At the same time, a Louisiana Democrat is exploring ways to bypass Democratic and Republican party leaders to pass a "centrist" tax-cut bill up for consideration Thursday by the Senate Finance Committee.
At the House Ways and Means Committee, Rep. Jim McCrery, R-Shreveport, was an advocate for Chairman Bill Thomas' overhaul of the original Bush proposal.
Thomas, R-Calif., put forward a plan that would deliver $550 billion in tax cuts in a 10-year span, the same figure Bush is pushing.
But Thomas' bill would not totally eliminate the tax on stock dividends, as Bush wants.
Instead, Thomas would reduce the tax on all capital gains and apply the lowered capital gains tax rate to dividend income.
For dividend income, the net effect would be to reduce taxation, but not eliminate it. Meanwhile, all taxpayers who had capital gains of any kind would get a tax cut.
The bill also would give business owners more generous tax breaks for equipment purchases and for depreciation than Bush initially proposed, McCrery said.
The bill retains most of the other features of the Bush plan, including acceleration of cuts in income tax rates, a higher child credit and speeding up relief from the "marriage penalty" that falls on some two-earner households.
McCrery said the size of most of those specific cuts has been pared down from Bush's initial proposal.
That's because the House's fiscal 2004 budget makes room for $550 billion in tax cuts in 10 years, while Bush originally requested $726 billion.
The full House is expected to vote Friday on the Ways and Means Committee's bill.
The Senate's budget is a more severe cutback, projecting the tax cuts will be no more than $350 billion over 10 years.
Senate Finance Committee member John Breaux, D-La., was instrumental in passing that lower target, saying a larger tax cut would cause a dangerous rise in the federal deficit.
McCrery spoke Tuesday at a rally arranged by Citizens for a Sound Economy, a business-backed and anti-tax group.
McCrery urged them to simplify their lobbying message and concentrate on the overall size of the tax-cut package rather than its individual parts.

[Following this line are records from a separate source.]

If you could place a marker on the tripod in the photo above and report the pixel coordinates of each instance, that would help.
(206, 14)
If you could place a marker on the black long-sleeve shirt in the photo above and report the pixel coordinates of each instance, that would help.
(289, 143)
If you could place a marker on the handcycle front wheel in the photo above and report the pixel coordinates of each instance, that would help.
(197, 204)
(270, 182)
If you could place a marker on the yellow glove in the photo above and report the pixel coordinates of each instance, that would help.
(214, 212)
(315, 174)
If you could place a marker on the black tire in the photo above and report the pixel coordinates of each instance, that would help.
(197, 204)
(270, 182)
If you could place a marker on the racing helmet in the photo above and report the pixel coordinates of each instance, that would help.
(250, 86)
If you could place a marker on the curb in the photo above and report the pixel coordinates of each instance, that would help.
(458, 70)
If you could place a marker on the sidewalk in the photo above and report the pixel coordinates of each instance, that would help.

"It's important we get the largest possible tax-cut number," he said.
"If the number is not high enough, there simply will not be enough impact on the economy."
The difference between the Senate's $350 billion tax-cut target and the House's $550 billion won't significantly influence the short-term deficit, but will affect tax policy, McCrery said.
"It's more important that we have a tax policy that you and other business people know is going to be there for the next 10 years," he said.
In the Senate on Tuesday, Democratic leader Tom Daschle, R-S.D., proposed legislation leaning more to middle- and low-income taxpayers than to upper-income investors.
Among other things, the Daschle bill would give a $300 wage tax credit to every worker, increase the child-tax credit, accelerate marriage-penalty relief and give small businesses a 50 percent tax credit for providing employee health insurance.
It also gives $40 billion in economic aid to state governments.
Simultaneously, the Republican chairman of the Finance Committee - Iowa's Chuck Grassley - released parts of his own proposal, including a phased reduction in the dividend tax.
Breaux's press secretary, Bette Phelan, said Breaux hasn't made a commitment to Daschle's bill and is "much more focused on what's unfolding at the Finance Committee."